For many this may not come as a surprise. The existence of subsidies in transport and, especially, public transport has long been in existence, not only in Malta. What is surprising perhaps is the size of the subsidies being provided across the EU.

Subsidies are, of course, paid out of national budgets requiring, therefore, higher levels of taxation or borrowing, or possibly affecting national budgets via lower levels of tax receipts if transport services are exempt or partly exempt from taxation.

Subsidies may be intended for various purposes but primarily to reduce ticket prices for identifiable groups of users to subsidise the investment cost of transport infrastructure and to subsidise the operational costs of public transport.

The future of public transport and its long-term sustainability depends also on reducing the use of cars

Subsidising users such as students and elderly people makes sense for social reasons and subsidising transport infrastructure is regarded as public investment in support of economic and social development (assuming, of course, there is a high level of commitment to transparency, efficiency and environmental awareness). There is general consensus about these subsidies.

More controversial, however, is the rationale granting subsidies for operational purposes in the case of public transport.

The Arriva Malta experience provides some insights into why subsidies aimed at reducing operational costs cannot be sustained at any stage of the investment unless the logistical set-up facilitates operational efficiency and allows the operator to cover its costs inclusive of subsidy.

What the Arriva Malta experience also tells us is that it is pointless throwing millions of euro as subsidies in public transport if we ignore the major constraints besetting transport in the Maltese islands: scale, the ever-increasing number of vehicles (despite the modal shift objective that brought Arriva to Malta) and transport infrastructure in general.

Scale, of course, limits the extent to which transport infrastructure can support both public transport and private car users. Further improvements in transport infrastructure can help ease the traffic congestion which we have become accustomed to and car users would no doubt welcome this investment.

The downside is that it could render the modal shift towards public transport more difficult to attain than under present circumstances. It also implies that reliance on subsidies to cover operational costs is likely to increase unless fewer routes are serviced by public transport than at present.

The future of public transport and its long-term sustainability, therefore, depends not only on an inevitable rethink of its logistical set-up (including a review of current routes) aimed at reducing – over time – reliance on subsidies, but also on reducing the use of cars on Maltese islands. We’ve been here before, of course. We simply can’t get it wrong this time round.
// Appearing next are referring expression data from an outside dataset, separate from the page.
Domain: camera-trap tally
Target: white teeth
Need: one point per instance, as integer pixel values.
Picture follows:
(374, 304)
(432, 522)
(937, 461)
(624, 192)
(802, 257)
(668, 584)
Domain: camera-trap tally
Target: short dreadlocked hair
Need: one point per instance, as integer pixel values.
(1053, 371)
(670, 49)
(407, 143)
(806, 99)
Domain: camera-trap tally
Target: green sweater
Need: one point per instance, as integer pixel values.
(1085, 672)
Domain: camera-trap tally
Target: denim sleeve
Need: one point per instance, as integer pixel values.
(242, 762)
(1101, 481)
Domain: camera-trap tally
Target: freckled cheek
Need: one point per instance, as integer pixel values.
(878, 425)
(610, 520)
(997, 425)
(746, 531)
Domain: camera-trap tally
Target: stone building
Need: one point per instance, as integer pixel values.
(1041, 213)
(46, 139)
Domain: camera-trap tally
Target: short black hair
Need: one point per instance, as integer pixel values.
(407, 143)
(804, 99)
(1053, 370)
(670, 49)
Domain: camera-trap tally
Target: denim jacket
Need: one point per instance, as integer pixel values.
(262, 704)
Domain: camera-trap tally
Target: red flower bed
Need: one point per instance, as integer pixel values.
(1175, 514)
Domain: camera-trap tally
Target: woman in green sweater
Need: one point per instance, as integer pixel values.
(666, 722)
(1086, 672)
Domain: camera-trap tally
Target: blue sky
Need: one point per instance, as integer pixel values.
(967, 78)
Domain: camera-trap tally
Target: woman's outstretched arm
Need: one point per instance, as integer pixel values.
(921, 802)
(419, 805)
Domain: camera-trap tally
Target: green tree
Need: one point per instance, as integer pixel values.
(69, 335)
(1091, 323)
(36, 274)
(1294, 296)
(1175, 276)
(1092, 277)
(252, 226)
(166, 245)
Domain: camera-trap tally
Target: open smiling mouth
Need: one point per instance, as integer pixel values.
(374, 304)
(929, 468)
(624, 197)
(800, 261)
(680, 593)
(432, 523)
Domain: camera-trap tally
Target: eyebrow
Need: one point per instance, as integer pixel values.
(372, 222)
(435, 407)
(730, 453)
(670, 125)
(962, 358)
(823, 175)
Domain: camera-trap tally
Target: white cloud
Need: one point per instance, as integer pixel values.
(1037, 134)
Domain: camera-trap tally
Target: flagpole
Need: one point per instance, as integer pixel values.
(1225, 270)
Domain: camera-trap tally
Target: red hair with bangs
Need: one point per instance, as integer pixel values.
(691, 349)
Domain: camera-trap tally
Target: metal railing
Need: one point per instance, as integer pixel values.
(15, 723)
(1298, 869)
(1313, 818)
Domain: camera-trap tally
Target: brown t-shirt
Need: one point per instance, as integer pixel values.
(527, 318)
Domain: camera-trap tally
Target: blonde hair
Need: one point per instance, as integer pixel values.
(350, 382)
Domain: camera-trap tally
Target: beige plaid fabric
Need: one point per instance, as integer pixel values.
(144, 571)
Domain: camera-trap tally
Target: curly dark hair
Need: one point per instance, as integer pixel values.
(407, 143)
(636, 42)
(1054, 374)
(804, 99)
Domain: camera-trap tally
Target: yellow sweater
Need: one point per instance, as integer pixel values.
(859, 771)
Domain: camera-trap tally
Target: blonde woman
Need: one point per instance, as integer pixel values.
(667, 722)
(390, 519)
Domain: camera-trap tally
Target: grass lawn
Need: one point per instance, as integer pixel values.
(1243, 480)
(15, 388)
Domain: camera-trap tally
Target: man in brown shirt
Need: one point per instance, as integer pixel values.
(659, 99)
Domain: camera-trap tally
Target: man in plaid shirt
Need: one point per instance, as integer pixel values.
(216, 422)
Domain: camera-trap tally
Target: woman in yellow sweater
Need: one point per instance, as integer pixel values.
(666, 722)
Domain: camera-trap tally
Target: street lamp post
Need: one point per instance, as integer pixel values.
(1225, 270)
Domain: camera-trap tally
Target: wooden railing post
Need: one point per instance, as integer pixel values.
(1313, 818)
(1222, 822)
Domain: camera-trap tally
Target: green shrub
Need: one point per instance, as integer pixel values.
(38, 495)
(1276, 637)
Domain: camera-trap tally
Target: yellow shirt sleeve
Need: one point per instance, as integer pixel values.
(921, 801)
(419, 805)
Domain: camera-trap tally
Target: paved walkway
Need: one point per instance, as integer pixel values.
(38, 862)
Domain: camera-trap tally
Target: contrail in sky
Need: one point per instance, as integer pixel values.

The modal shift objective cannot be left out of the equation and if subsidies are to stay (without further increasing tax burdens), then there has to be a justified reason for doing so. The modal shift is a good enough reason since it will also help reduce car emissions on our roads.

This, as in the previous legislature, remains the main challenge for those involved in transport policy today. The decisions taken in the next weeks and months will determine whether we end up with another Arriva Malta experience or achieve a modal shift from private to public transport that helps reduce energy consumption, road accidents, traffic congestion and environmental pollution. Time will tell.

Philip von Brockdorff is the head of the Economics Department at the University of Malta.